La simplicité voire la frugalité décharge de tout ce temps passé à travailler pour finalement n’obtenir qu’une reconnaissance sociale. Dans sa vie à l’air libre, Thoreau apprend à construire sa maison et cultiver ses propres légumes, ce qui lui procure une joie simple mais profonde.

Bien que vivant seul dans un bois, il recevait parfois la visite d’amis artistes ou de curieux son mode de vie. Mais Thoreau avait aussi des voisins : la faune avec laquelle il partageait la forêt, des rongeurs, oiseaux et petits félins. Il apprend aussi les charmes, bienfaits et défis de chaque saison. La vie urbaine ne lui aurait pas permis de voir un tel changement durant l’année.

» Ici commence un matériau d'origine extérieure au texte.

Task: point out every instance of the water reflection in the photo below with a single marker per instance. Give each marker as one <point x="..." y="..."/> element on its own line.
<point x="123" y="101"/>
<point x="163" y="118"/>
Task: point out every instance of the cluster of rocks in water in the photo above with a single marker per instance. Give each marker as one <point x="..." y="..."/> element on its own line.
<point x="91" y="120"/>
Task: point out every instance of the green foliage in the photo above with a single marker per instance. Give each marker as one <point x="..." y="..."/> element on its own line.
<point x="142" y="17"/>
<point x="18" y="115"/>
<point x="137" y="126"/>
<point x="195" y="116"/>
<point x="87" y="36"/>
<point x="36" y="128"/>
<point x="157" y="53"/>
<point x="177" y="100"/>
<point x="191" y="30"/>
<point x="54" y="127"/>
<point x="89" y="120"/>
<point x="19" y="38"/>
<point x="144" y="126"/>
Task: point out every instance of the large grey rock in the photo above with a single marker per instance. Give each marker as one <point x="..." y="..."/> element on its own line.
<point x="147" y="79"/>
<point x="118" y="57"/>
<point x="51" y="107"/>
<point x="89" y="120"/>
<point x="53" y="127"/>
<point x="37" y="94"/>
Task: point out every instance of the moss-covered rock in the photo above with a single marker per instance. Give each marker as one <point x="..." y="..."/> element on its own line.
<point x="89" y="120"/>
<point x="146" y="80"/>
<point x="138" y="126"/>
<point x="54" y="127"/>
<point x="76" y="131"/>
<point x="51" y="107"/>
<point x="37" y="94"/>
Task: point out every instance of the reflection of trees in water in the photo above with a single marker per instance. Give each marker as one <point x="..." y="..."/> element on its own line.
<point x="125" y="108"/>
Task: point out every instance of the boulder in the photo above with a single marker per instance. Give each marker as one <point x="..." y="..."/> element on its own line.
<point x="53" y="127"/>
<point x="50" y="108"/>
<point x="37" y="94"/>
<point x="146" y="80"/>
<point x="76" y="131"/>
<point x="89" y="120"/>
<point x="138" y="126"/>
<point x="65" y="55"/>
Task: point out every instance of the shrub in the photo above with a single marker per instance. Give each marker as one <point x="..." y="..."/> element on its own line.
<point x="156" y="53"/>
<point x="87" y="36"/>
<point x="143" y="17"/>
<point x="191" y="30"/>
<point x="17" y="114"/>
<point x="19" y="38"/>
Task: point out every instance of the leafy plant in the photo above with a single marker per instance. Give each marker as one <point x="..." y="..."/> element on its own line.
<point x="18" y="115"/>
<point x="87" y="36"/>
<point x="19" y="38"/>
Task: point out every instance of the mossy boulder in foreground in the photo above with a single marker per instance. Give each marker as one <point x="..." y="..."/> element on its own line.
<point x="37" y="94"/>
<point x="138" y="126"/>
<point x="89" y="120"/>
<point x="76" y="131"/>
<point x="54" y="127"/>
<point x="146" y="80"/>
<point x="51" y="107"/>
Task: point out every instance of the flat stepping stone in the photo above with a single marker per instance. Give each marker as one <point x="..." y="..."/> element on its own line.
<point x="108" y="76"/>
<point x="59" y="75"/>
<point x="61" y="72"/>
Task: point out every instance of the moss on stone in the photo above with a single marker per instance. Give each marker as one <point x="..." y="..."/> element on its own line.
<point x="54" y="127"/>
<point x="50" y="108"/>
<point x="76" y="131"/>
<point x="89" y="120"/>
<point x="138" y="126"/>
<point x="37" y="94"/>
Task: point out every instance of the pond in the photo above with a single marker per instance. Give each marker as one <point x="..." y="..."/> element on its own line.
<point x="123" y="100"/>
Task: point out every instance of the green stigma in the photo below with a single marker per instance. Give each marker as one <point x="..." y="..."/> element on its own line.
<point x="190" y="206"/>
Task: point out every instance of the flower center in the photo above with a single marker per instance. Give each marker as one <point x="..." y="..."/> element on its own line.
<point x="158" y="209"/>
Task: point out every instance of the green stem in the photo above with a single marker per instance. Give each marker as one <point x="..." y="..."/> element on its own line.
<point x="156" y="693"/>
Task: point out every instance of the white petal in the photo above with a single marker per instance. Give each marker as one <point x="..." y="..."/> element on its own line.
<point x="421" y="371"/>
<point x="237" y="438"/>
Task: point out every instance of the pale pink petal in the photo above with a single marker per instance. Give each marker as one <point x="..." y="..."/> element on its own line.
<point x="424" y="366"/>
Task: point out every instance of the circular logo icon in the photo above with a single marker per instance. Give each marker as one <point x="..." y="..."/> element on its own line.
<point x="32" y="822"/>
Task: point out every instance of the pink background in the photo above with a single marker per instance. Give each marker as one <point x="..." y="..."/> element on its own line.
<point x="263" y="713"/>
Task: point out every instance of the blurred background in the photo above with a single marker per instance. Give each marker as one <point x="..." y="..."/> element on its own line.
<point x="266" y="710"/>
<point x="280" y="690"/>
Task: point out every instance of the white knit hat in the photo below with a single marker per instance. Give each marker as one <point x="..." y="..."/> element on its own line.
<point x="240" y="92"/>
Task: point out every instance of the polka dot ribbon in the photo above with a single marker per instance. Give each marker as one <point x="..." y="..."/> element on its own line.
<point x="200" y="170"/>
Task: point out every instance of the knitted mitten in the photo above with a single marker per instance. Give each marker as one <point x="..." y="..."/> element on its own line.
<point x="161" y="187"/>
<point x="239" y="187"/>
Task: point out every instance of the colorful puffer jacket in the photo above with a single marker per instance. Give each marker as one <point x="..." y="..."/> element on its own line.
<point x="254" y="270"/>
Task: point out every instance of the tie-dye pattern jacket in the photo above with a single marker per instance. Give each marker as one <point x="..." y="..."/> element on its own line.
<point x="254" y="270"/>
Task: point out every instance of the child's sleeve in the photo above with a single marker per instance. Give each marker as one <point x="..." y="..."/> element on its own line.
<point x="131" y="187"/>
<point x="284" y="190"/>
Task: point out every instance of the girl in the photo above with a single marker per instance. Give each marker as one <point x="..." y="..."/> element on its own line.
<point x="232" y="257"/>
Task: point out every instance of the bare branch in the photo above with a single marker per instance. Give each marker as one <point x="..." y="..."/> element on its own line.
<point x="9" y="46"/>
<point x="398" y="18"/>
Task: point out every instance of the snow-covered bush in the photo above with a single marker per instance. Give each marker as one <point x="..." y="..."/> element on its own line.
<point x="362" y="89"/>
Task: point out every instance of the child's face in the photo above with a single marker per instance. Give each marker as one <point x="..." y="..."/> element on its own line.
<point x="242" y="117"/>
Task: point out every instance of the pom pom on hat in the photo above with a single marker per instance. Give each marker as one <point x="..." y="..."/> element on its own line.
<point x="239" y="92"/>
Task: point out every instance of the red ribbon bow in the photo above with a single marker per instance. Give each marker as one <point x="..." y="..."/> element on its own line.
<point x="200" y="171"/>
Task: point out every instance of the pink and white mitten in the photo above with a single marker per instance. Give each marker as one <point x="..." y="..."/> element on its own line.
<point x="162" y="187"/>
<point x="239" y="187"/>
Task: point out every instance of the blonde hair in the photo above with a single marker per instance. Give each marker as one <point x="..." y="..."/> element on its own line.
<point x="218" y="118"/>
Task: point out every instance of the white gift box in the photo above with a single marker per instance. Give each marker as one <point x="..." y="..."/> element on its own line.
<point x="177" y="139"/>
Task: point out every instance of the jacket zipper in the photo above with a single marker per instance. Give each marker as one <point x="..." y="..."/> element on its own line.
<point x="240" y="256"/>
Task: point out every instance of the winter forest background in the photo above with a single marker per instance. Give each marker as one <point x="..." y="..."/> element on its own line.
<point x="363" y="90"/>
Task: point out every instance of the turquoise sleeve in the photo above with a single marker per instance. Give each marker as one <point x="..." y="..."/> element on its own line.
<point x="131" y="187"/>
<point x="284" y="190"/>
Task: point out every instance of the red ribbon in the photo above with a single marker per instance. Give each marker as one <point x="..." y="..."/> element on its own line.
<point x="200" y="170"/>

Cette communion avec la nature lui a donné un regain d’énergie qu’il n’avait jamais expérimenté auparavant. Après 2 ans de vie dans les bois, Thoreau part de Walden mais retient de précieuses leçons. Selon lui, la simplicité de sa propre vie permet de combattre la complexité du monde extérieur. Vivre simplement permet d’élever sa conscience et de s’émanciper des conditionnements d’une vie de labeurs. Chercher la vérité est bien plus précieux que de courir après l’argent ou la célébrité. Le matérialisme nous empêche de vivre notre vie pleinement.